Librarians from around the country packed a ballroom a few weeks ago in Philadelphia to drum up support for libraries faced with accelerating budget cuts. As ALA President Mitch Freedman explained: "We are competing for money with programs ranging from basic service to combating terrorism, but libraries are fundamental to democracy and communities… We must join together to fight to save America's libraries!"

The highlight of the rally came when librarians from various parts of the country stood up and shared what was happening in their institutions. Each of them then went to share the stage with the ALA president and to mark a map of the United States with a red "X" on the states where they were from. A librarian from the State University of West Georgia explained that their former governor cut the libraries budget by 50% last year, with more cuts expected. These cuts are occurring at a time when students "flock back to school" as a result of the downturn in the economy.

A librarian from Broward County Library in Florida announced that this past month their legislature proposed disbanding the state library in Florida. The results of this would mean cutting two thirds of the state library staff. One million books in the collection would no longer be available, which includes a nationally known photograph collection. Additionally, summer reading materials for K-12 children would be eliminated.

A representative of the Public Library Association reminded the audience of Arthur Schlesinger's statement that libraries were a "vital instrument of opportunity in the United States." In her home state of Georgia, patrons were using the libraries to find jobs. But because of a declining tax base, and a seven percent decrease in state aid, the public libraries have been forced to take drastic action. They've cut back hours by two days a week, implemented a hiring freeze, and adopted a policy of purchasing no new books this year.

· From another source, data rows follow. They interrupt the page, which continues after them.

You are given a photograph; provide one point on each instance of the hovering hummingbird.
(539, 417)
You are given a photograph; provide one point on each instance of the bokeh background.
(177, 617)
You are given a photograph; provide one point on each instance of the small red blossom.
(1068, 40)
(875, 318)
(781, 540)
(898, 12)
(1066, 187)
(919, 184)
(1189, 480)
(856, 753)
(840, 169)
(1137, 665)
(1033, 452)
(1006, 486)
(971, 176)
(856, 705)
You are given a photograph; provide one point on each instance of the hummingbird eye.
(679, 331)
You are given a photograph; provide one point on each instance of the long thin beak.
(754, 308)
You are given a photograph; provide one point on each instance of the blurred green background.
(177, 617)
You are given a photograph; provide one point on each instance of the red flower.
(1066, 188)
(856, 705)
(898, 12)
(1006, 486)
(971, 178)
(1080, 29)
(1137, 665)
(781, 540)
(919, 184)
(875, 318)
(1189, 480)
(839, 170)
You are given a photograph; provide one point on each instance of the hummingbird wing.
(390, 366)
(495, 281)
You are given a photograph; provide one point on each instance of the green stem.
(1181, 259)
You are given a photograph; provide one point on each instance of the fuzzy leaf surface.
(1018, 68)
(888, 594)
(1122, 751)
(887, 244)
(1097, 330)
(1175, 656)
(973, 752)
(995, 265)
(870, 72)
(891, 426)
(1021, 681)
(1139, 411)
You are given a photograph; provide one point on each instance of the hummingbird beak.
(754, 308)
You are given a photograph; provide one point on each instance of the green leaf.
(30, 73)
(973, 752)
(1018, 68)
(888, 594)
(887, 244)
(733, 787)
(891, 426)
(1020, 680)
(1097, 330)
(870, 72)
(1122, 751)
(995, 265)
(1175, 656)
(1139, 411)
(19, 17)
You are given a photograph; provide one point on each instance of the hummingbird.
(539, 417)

A librarian who represented the American Association of School Libraries stated that in her home state of South Carolina, the "school doors to learning libraries are slamming shut." In that state the average age of books in the school libraries date from 1981, over 20 years old. A librarian from Philadelphia Public Schools also told of out of date books and technologies, and of zero money this year for librarians in elementary schools. She shared that her administrator, who is reportedly pro-libraries, told them they might be able to figure out a way to provide library service using books on rolling carts.

The director of the Queens Borough Public Library in New York related that his system has sustained 20 percent in budget cuts since 9/11. Last year, 100 librarians were laid off with 100 more layoffs required by this July, and there's more of the same on the way for next year. He admonished the crowd to not allow legislators to "forsake a generation of these kids."

Helen Spalding of the Association of College and Research Libraries told the crowd that her home state of Missouri is "second in the nation for state budget cuts in higher education." To highlight the potential for disaster this presents, she produced a quote from Mark Twain: "Every time you stop a school, you're going to have to build a jail."

ALA President-Elect Carla Hayden gave a stirring speech, to thunderous applause, filled with strategies and reminders of the duties we hold as librarians. "You must get to know new legislators and reacquaint yourselves with others. Schedule regular visits to remind them that libraries matter … We have a right to mobilize; we don't have to be quiet anymore! We have to make sure America's libraries survive and thrive. It's in your job description."